In November 2011, Kailee Bauman, Master of Social Work (MSW) student and recipient of a Barbara Solomon Scholarship for Social Work, enrolled her eldest son in Sunshine School & Development Center, a day habilitation program for individuals with special needs. Prior to her pediatrician’s referral, she wasn’t even aware the school existed.
Bauman’s son was 3½ years old at the time, nonverbal, and with a cognitive age equivalent of an 18-month-old. “I had been consumed by worry about his severe delays and homebound by his needs, unable to work and help support our family,” says Bauman. “My husband was a graduate student whose paycheck was far too small to tackle a mounting pile of bills. We were poor, discouraged, and ignorant of what resources were available to us.”
This situation is all too familiar in Rogers, Arkansas, where more than 15% of the 63,000 residents live in poverty and 11% of school-age students in the Rogers School District have special needs. Rogers is in Benton County, just 8 miles away from Bentonville, home of Walmart.
Since starting her Walden MSW program, Bauman has become very aware of how social work services could have positively impacted her and wants to focus on how she can help families like hers. “At the beginning, we didn’t know where to start because the issues were so complex. I wasn’t even completely certain how we were deficient; I just knew we needed help,” she says. “I want to bridge the gap and serve families with not only help from a therapeutic side, but also with how to come to grips with a lot of the unique needs a child might have and be sure to get families in touch with resources they didn’t know existed.”
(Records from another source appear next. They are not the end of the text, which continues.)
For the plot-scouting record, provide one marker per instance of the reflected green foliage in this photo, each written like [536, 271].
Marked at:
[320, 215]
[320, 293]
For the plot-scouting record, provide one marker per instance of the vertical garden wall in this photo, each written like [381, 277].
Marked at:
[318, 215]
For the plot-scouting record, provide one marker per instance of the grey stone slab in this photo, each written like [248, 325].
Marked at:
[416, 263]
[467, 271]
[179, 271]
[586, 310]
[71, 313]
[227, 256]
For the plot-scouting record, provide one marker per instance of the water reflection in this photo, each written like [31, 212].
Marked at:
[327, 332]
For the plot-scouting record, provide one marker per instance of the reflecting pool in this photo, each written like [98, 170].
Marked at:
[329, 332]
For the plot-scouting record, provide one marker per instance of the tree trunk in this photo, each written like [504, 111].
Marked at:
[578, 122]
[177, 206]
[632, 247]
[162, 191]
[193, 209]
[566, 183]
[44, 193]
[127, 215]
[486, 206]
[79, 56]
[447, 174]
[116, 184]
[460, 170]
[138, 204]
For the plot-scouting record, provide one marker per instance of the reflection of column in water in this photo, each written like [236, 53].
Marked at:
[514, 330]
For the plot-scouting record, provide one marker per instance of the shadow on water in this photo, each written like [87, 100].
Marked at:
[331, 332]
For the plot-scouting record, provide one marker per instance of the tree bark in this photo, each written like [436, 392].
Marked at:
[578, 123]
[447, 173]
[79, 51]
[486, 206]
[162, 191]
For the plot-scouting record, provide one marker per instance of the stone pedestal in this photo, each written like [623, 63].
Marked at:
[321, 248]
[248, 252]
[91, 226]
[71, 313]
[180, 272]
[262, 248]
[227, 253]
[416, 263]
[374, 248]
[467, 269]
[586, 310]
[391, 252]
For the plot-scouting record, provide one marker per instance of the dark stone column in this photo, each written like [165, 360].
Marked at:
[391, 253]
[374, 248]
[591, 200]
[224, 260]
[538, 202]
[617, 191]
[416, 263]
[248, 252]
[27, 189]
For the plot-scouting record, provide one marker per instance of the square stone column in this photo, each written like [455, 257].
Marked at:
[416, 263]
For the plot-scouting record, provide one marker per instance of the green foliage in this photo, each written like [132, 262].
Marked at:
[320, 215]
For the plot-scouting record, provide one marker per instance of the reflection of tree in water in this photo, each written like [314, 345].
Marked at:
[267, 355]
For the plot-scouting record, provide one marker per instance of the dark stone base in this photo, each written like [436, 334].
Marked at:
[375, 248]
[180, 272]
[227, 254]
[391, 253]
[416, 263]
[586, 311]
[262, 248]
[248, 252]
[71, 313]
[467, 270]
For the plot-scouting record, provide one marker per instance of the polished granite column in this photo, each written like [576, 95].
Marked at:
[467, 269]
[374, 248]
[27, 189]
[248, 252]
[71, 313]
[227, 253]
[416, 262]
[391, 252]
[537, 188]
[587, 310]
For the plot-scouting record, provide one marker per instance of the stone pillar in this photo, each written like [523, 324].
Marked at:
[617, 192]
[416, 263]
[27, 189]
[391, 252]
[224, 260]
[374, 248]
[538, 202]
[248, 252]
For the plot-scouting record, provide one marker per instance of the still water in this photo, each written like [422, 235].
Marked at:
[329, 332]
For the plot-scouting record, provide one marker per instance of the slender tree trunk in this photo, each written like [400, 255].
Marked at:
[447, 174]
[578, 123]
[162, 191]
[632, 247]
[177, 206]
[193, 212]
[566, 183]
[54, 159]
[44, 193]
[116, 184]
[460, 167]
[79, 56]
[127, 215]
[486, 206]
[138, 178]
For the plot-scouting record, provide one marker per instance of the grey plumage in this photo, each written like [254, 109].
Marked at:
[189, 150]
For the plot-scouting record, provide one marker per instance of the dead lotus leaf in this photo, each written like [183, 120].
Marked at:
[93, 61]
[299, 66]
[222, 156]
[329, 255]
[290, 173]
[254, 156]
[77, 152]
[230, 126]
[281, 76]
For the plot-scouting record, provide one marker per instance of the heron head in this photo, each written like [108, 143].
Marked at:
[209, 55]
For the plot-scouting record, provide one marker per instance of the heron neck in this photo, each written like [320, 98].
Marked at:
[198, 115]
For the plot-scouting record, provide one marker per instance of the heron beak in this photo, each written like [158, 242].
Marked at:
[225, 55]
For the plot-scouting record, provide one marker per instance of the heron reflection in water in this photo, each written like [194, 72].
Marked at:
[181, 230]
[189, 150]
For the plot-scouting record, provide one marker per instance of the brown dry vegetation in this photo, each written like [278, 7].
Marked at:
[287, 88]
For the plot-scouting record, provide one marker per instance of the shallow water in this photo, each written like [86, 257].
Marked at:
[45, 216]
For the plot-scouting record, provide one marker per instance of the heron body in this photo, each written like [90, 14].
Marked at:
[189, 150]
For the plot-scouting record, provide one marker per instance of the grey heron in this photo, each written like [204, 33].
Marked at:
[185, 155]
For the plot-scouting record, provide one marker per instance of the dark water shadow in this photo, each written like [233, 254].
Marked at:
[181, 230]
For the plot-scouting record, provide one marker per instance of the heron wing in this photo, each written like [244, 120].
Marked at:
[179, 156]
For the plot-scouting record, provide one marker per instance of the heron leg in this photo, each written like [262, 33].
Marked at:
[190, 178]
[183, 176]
Bauman’s transition to social work is very different from where she started her career. “Prior to now, the bulk of my work experience was in business. Living in this area, everyone ends up at the home office at one point or another,” she says, referring to Walmart headquarters. “It was practical and helped my family, but I didn’t love it. Merchandising sucked the soul right out of me. During the height of my son's difficulty, I was unable to resume working there. It was one aspect I was not sad about!”
Social work, however, feels right on every level for the mom of four. In 2015, a year and a half after her son graduated from Sunshine School, Bauman walked back through the doors—this time as the school’s due process coordinator and special education assistant. “Sunshine School was an answer to prayer; it changed our lives. I realized my experience as both a special-needs parent and now as a special education employee gave me a unique vantage point. But in order to really serve the families like I want to, I knew unequivocally that I needed social work licensure and a master’s-level education from an accredited university,” she explains.
Walden’s MSW program has opened Bauman’s eyes to even more possibilities. “I hadn’t previously considered helping on a macro level and the potential impact I could have on policy,” she says. “It’s been a huge encouragement because I feel like I can do something within my community to effect change for these kids, and I didn’t anticipate that at all.”
Bauman is now focusing on earning her MSW while taking care of her children and consulting with Sunshine School, where she will be interning over the summer. “On a personal level, it’s been really rewarding to find my calling,” she says. “It’s been overwhelming seeing how things are crystalizing for me. Since starting the social work program, it’s like a puzzle piece finally fits. This is what I’m supposed to be doing.”